Warm lips brushed her cheek. A hand caressed her face. Warmth lapped at her skin. A whisper danced over her ear. “Come to me, beloved.”
Kate sat bolt upright in bed, gasping for the air stolen by the unfamiliar touch. Her heart pounded. “That is the third strange dream this week.” Kate’s words fluttered across her empty bedroom. The familiar surroundings calmed her.
As her thoughts cleared, a list of the day’s tasks took its place. Too much to sit pondering irrelevant dreams. “Better get ready for work.”
Her feet slid from the warmth and touched the cool rug. Her skin prickled with goose bumps. The bathroom tile curled her toes, and she walked on the side of her feet to the mat outside the shower. Turning on a steady stream soon steamed her image from the mirror. Stepping in, the warm water washed the specter down the drain.
* * *
Kate glanced one last time at her reflection in the floor-length mirror. Straightening the white blouse over her slacks she slipped into low heels. Good enough for today. No contractors to meet and no messy restorations on the day’s to-do list. A quick dash down the stairs and into the modern, uncluttered kitchen, she pulled a pre-made breakfast shake from the top shelf of the refrigerator. Contentment at her no-fuss practical life brought a skip to her steps as she headed for the car.
* * *
Gravel crunched as her convertible neared Brightway Manor. She rounded the circular drive and parked at the door. No deliveries planned for today either. The day should prove to be quiet. A good day to get a few things crossed off her tidy list.

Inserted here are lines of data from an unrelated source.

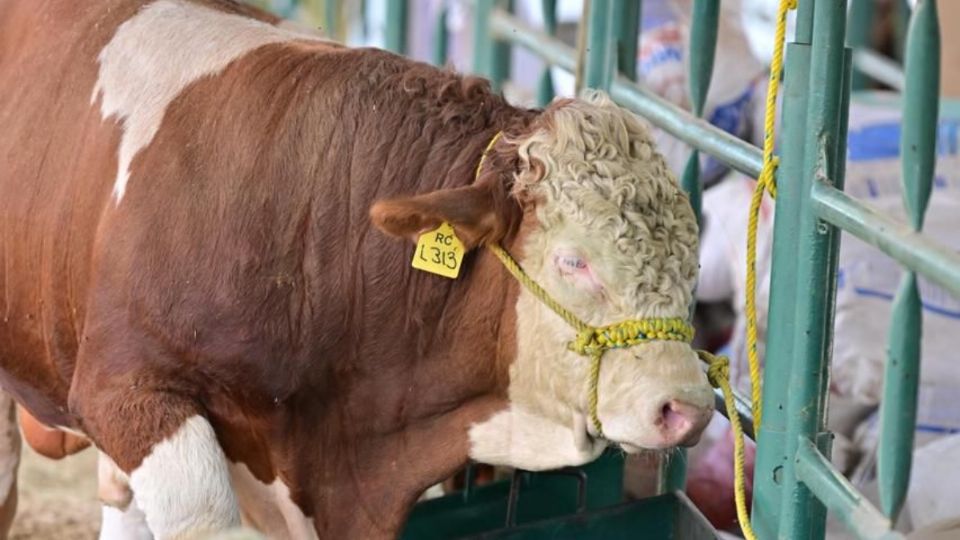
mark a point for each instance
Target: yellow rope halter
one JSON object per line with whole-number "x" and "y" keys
{"x": 592, "y": 341}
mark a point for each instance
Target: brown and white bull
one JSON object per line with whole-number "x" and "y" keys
{"x": 196, "y": 276}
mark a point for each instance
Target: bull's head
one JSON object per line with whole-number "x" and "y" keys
{"x": 609, "y": 236}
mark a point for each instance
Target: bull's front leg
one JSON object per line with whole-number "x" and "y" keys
{"x": 9, "y": 462}
{"x": 162, "y": 442}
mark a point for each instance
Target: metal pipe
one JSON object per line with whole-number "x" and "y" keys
{"x": 627, "y": 13}
{"x": 898, "y": 408}
{"x": 801, "y": 514}
{"x": 771, "y": 455}
{"x": 840, "y": 496}
{"x": 917, "y": 252}
{"x": 736, "y": 153}
{"x": 598, "y": 59}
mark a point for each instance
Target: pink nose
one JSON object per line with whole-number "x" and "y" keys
{"x": 681, "y": 423}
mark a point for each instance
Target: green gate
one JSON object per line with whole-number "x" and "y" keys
{"x": 794, "y": 483}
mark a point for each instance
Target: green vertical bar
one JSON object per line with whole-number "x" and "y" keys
{"x": 898, "y": 409}
{"x": 396, "y": 38}
{"x": 628, "y": 35}
{"x": 441, "y": 38}
{"x": 703, "y": 45}
{"x": 813, "y": 322}
{"x": 598, "y": 64}
{"x": 545, "y": 90}
{"x": 859, "y": 26}
{"x": 771, "y": 454}
{"x": 491, "y": 58}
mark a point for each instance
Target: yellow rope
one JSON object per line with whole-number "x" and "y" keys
{"x": 719, "y": 375}
{"x": 766, "y": 182}
{"x": 719, "y": 371}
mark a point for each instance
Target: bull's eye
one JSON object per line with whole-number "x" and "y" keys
{"x": 576, "y": 270}
{"x": 572, "y": 263}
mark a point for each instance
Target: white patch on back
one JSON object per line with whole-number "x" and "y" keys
{"x": 268, "y": 507}
{"x": 183, "y": 486}
{"x": 157, "y": 53}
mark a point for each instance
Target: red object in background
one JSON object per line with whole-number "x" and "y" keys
{"x": 710, "y": 482}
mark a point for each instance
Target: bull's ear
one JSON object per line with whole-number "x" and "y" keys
{"x": 477, "y": 214}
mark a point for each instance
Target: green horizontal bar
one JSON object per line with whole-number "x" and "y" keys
{"x": 879, "y": 68}
{"x": 840, "y": 496}
{"x": 914, "y": 250}
{"x": 698, "y": 133}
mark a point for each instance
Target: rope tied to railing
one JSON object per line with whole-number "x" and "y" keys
{"x": 765, "y": 183}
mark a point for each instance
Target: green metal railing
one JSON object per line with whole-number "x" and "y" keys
{"x": 794, "y": 482}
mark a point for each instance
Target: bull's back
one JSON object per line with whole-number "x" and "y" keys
{"x": 56, "y": 157}
{"x": 89, "y": 99}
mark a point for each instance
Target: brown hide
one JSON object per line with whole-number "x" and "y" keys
{"x": 240, "y": 278}
{"x": 46, "y": 441}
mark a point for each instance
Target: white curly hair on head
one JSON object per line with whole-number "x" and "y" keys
{"x": 593, "y": 163}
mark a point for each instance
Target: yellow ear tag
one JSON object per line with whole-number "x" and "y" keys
{"x": 439, "y": 252}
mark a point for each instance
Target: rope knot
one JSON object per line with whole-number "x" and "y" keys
{"x": 718, "y": 368}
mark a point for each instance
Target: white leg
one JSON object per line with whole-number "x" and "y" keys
{"x": 183, "y": 485}
{"x": 9, "y": 462}
{"x": 128, "y": 524}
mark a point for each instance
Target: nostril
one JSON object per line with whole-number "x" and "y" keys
{"x": 675, "y": 418}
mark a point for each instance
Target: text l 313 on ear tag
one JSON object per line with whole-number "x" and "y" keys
{"x": 439, "y": 252}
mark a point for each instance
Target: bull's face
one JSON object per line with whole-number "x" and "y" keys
{"x": 609, "y": 234}
{"x": 614, "y": 239}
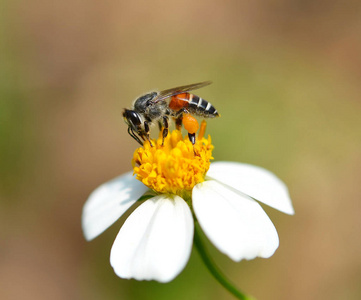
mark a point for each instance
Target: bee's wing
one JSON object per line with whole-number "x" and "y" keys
{"x": 180, "y": 89}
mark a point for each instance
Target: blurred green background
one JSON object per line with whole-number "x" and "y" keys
{"x": 286, "y": 81}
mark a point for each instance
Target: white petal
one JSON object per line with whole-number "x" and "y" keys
{"x": 108, "y": 202}
{"x": 237, "y": 225}
{"x": 155, "y": 242}
{"x": 254, "y": 181}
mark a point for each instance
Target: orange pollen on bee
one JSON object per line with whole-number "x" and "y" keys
{"x": 190, "y": 123}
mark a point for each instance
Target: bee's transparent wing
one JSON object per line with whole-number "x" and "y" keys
{"x": 180, "y": 89}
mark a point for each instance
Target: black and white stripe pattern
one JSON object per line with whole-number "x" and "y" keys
{"x": 201, "y": 107}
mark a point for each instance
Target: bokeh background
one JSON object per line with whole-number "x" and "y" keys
{"x": 287, "y": 82}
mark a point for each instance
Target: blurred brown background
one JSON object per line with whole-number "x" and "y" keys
{"x": 286, "y": 80}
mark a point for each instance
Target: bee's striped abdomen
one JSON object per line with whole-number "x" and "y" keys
{"x": 194, "y": 105}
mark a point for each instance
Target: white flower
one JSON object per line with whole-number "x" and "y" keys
{"x": 155, "y": 241}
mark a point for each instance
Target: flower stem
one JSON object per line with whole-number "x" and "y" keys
{"x": 218, "y": 275}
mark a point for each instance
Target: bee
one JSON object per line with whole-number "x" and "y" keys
{"x": 177, "y": 103}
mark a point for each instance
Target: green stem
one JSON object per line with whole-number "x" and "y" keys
{"x": 213, "y": 268}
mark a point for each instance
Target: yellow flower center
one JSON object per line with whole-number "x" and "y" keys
{"x": 175, "y": 167}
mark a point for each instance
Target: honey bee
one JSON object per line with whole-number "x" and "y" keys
{"x": 159, "y": 106}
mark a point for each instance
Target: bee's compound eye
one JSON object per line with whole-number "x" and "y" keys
{"x": 131, "y": 117}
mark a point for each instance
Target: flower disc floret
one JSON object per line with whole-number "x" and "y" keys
{"x": 175, "y": 167}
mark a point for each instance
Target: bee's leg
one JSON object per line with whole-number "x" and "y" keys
{"x": 192, "y": 137}
{"x": 178, "y": 122}
{"x": 147, "y": 132}
{"x": 191, "y": 125}
{"x": 134, "y": 136}
{"x": 165, "y": 128}
{"x": 179, "y": 118}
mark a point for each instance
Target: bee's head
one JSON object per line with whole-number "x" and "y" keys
{"x": 144, "y": 101}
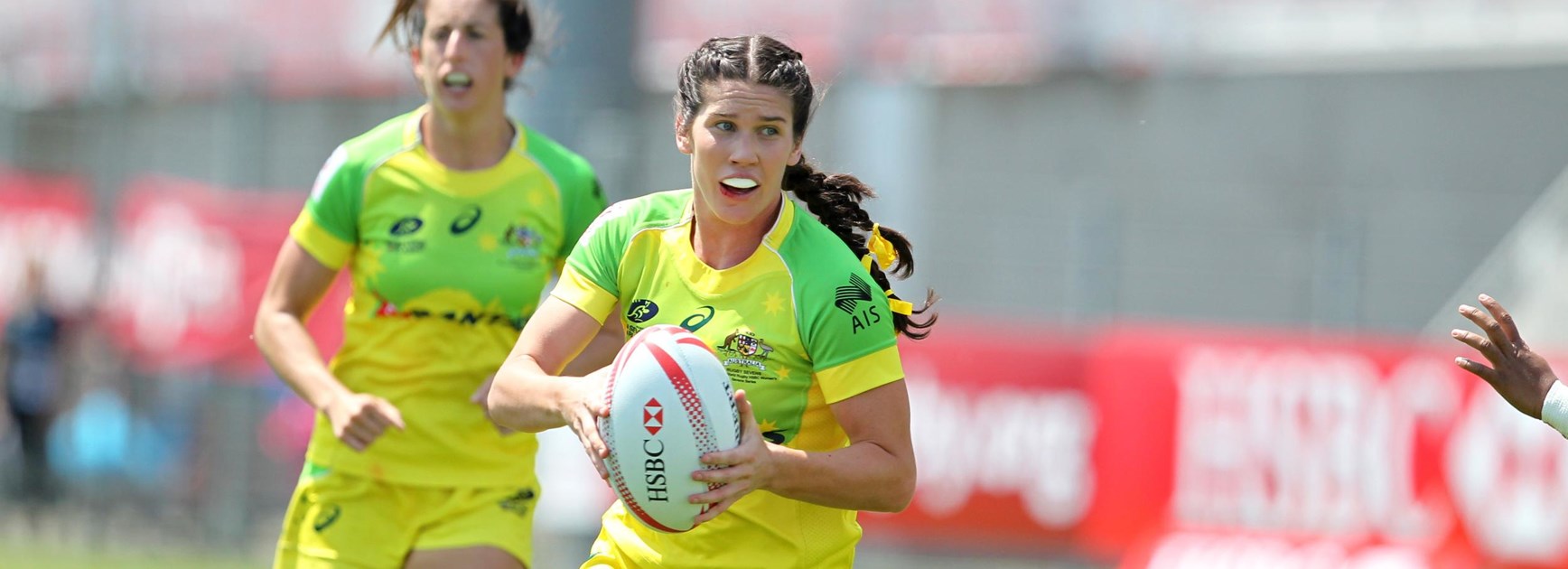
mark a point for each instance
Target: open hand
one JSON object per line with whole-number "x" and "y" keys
{"x": 1517, "y": 372}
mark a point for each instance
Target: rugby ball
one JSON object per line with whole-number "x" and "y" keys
{"x": 670, "y": 403}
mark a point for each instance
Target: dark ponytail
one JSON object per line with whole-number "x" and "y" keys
{"x": 836, "y": 201}
{"x": 833, "y": 198}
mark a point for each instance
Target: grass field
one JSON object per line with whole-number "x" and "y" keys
{"x": 29, "y": 556}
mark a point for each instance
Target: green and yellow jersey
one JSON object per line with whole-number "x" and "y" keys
{"x": 445, "y": 266}
{"x": 800, "y": 325}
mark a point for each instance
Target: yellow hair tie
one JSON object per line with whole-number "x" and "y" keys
{"x": 905, "y": 308}
{"x": 882, "y": 248}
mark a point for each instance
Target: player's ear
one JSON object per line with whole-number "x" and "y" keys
{"x": 683, "y": 136}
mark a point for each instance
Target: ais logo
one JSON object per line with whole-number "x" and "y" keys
{"x": 406, "y": 226}
{"x": 849, "y": 300}
{"x": 466, "y": 219}
{"x": 641, "y": 311}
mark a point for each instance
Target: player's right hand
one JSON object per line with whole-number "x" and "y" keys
{"x": 359, "y": 419}
{"x": 1517, "y": 372}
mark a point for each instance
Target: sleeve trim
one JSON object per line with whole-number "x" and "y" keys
{"x": 326, "y": 248}
{"x": 860, "y": 375}
{"x": 585, "y": 295}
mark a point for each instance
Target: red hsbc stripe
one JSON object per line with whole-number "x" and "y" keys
{"x": 683, "y": 385}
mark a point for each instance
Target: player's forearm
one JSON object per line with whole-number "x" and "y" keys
{"x": 863, "y": 475}
{"x": 285, "y": 343}
{"x": 600, "y": 351}
{"x": 526, "y": 398}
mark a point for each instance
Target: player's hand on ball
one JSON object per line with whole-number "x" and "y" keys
{"x": 743, "y": 469}
{"x": 1517, "y": 372}
{"x": 359, "y": 419}
{"x": 582, "y": 408}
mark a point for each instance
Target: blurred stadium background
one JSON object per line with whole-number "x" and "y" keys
{"x": 1199, "y": 260}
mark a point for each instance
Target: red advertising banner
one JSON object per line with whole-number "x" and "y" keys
{"x": 1003, "y": 432}
{"x": 46, "y": 219}
{"x": 189, "y": 266}
{"x": 1209, "y": 447}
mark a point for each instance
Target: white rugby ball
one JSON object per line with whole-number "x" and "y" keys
{"x": 670, "y": 403}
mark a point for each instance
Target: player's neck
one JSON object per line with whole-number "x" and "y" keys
{"x": 468, "y": 143}
{"x": 720, "y": 245}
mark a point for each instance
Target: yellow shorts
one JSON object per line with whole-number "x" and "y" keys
{"x": 349, "y": 521}
{"x": 604, "y": 555}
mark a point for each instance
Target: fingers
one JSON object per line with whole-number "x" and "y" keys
{"x": 717, "y": 508}
{"x": 1478, "y": 368}
{"x": 1487, "y": 323}
{"x": 1480, "y": 343}
{"x": 588, "y": 434}
{"x": 743, "y": 405}
{"x": 1504, "y": 319}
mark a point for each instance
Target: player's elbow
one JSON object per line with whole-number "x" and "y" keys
{"x": 897, "y": 494}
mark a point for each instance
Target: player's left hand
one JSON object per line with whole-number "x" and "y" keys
{"x": 743, "y": 469}
{"x": 1517, "y": 372}
{"x": 481, "y": 396}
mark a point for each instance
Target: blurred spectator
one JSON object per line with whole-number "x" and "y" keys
{"x": 33, "y": 375}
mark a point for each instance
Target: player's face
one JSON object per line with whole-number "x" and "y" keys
{"x": 739, "y": 142}
{"x": 462, "y": 59}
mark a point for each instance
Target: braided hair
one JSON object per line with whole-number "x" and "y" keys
{"x": 833, "y": 198}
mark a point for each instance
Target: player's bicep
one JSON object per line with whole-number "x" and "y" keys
{"x": 298, "y": 281}
{"x": 879, "y": 415}
{"x": 555, "y": 334}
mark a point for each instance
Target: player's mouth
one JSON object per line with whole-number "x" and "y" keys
{"x": 457, "y": 82}
{"x": 737, "y": 187}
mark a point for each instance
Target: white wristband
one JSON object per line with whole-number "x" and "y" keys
{"x": 1555, "y": 408}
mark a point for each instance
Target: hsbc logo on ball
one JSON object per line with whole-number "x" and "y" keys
{"x": 654, "y": 479}
{"x": 653, "y": 415}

Climbing the stone steps she found the door unlocked. “Jeremy, you here?”
Movement came from above and she moved to the bottom of the grand staircase. “Yep,” Jeremy’s shaggy blond head came into view above her. He leaned over the banister and smiled, paint already splattered on his hands, a spot on his cheek, and more in his hair.
“Don’t get paint on all the newly restored wood,” Kate warned. She tried to sound fierce and hold her lips in a scowl, but Jeremy’s impish grin, and his hands raised in surrender tugged at her resolve.
“Yes, Ma’am. No paint anywhere but the walls.”
Kate relented offering him a small grin. “How many rooms left on the second floor?”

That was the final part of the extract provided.